If you’re a diehard fan of the series, you’ll already feel optimistic about seeing familiar faces and the set we know and love. The problem is, as the series go on, it’s hard not to see the cracks in our inevitably high expectations.
When we watched Gilmore Girls, it was a female triumph – a celebration of Rory and her academic accomplishments, Lorelai’s tenacious attitude to her business aspirations, and above all a confirmation of what we already knew; women don’t need a man to complete their lives. Of course they had their faults, Lorelai was often immature and irresponsible as a mother and frequently spoiled the beloved Rory.

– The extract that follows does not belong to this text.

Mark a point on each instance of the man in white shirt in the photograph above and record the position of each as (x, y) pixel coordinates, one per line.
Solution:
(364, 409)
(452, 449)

In the last few episodes of the early-aughts classic, we watched Lorelai say goodbye to her budding daughter journalist going off to join Barack Obama’s campaign bus. We were ready for her to successfully conquer the world and make her mark writing about it. We hoped Lorelai would settle with Luke and the Dragonfly Inn would be a roaring success.
In the first episode of the new series it’s clear there are major changes in the cult show. The set is familiar, yet seems bigger and more detailed, and increased production values are reflected in how they actually filled coffee cups with liquid this time round. The cosy Luke’s Diner that we watched Rory grow up in has much the same feel, yet alongside the old “no cell phones” sign are ones that ban taking pictures of food, man buns and texting while ordering. The attention to detail helps bring the familiar town into the current year for long time viewers.
Much like the changes in the set, the characters make current pop culture references, to again indicate the time that has passed. Unlike the set changes, the references are in no way subtle and sometimes downright cringe-worthy. Kurt still has quirky business ideas, except this time he’s starting a company called “Ooo-ber”, a rip on Uber. The joke is overplayed and an awkward attempt to bring in relatable modern culture to entice new viewers. For original Gilmore Girl fans it didn’t fit in the same old-fashioned town we knew.
The storyline was worse than predicted. Rory wasn’t the success we thought she’d be and ended up back home not really working, a mistress to the awful Logan, viewers hoped to have seen the last of. Not to mention the addition of an unnecessary boyfriend that Rory kept forgetting about, a gimmick that came across mean and unfunny. The absence of Melissa McCarthy left a huge hole, leaving the series without the infectious friendship between Sookie and Lorelai. Even when she did appear for one episode, the on screen chemistry we longed for was nowhere to be seen.
Then we get to the weird, irrelevant musical break that ran across the ‘Summer’ episode. Frankly, if they were to remove that whole detour from the story, there would be no difference to the series. With so many unanswered questions yet to answer, dedicating over 10 minutes of screen time to whole musical numbers was annoying and confusing.
The musical addition wasn’t a total waste of time. The song that spoke to Lorelai, ‘Unbreakable’, gave insight into how fragile the strong, independent woman could be, especially when it comes to love. This message didn’t need so much screen time, that one song would have sufficed.
The series had moments of the old spirit that viewers were looking for. One of the highlights was the secret bar that had to be packed up in a minutes notice when Taylor was in sight. These moments made the series enjoyable and nostalgic, but were simply too far and few between.
As we watched the cycle start afresh with the infamous last four words, the audience was left with a sense of disappointment and frustration. An outcome that was, unfortunately, inevitable when directors try recreate a beloved series of a generation. Perhaps it was best left in the aughts.